At some point in time a parent is going to experience a temper tantrum with their child...unless you live in a fantasy world.  What is important for parents to understand is that temper tantrums are a very normal and expected part of childhood (and parenthood).  A parent's first step to dealing with temper tantrums is to recognize that it is normal for your child to be experiencing this tantrum or tantrums and that you should actually expect him/her to throw these tantrums from time to time.  If you can adjust yourself to thinking this way and to avoid thinking that there is something terribly wrong with your child then you are prepared to handle the remainder of the tantrum problems.

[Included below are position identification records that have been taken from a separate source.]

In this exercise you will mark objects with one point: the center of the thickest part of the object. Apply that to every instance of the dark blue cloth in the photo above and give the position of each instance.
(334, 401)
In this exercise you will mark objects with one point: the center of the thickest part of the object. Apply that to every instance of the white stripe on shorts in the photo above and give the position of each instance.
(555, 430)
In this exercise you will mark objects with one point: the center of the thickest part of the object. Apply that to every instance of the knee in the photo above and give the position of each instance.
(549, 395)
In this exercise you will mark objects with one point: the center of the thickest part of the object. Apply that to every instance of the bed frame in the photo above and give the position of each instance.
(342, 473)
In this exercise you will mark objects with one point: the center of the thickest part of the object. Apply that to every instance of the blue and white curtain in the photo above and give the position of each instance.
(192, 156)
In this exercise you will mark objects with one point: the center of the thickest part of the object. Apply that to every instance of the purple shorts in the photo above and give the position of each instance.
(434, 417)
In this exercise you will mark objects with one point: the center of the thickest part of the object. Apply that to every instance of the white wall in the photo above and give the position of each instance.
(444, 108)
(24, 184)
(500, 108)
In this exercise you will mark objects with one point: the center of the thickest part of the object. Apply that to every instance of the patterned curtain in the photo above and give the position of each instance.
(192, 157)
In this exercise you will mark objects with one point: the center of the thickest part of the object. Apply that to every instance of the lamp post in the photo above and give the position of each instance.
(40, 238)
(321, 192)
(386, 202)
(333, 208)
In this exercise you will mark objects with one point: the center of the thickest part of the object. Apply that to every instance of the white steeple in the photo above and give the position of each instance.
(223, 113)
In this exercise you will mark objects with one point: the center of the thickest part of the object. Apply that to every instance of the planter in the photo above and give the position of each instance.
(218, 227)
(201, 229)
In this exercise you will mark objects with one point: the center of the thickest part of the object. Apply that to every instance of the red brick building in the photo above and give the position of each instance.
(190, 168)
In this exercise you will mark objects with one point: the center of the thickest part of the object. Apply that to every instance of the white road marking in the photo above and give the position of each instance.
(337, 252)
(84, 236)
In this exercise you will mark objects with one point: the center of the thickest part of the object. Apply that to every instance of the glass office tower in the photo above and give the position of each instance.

Next, the most important thing aside from feeding your child is to provide your child with some sort of structure or routine in daily life.  Children NEED routine and they THRIVE off of routine.  Children ask for boundaries and need them in their day to day life.  If a child does not have boundaries, routine, and structure he/she does not feel safe in his/her environment.  Therefore, if a child does not feel safe he/she tends to panic.  Think about how you feel, as an adult, if you do not feel safe.  You tend to panic too, don't you?  Well, I suggest that you empathize with your child and learn how he/she feels when there is no order in their life.  Many parents struggle with the concept of a routine but it is important to understand that you own this routine and it fits into your life, not into anyone else's.  When a child knows what to expect on a daily basis, temper tantrums decrease DRAMATICALLY!  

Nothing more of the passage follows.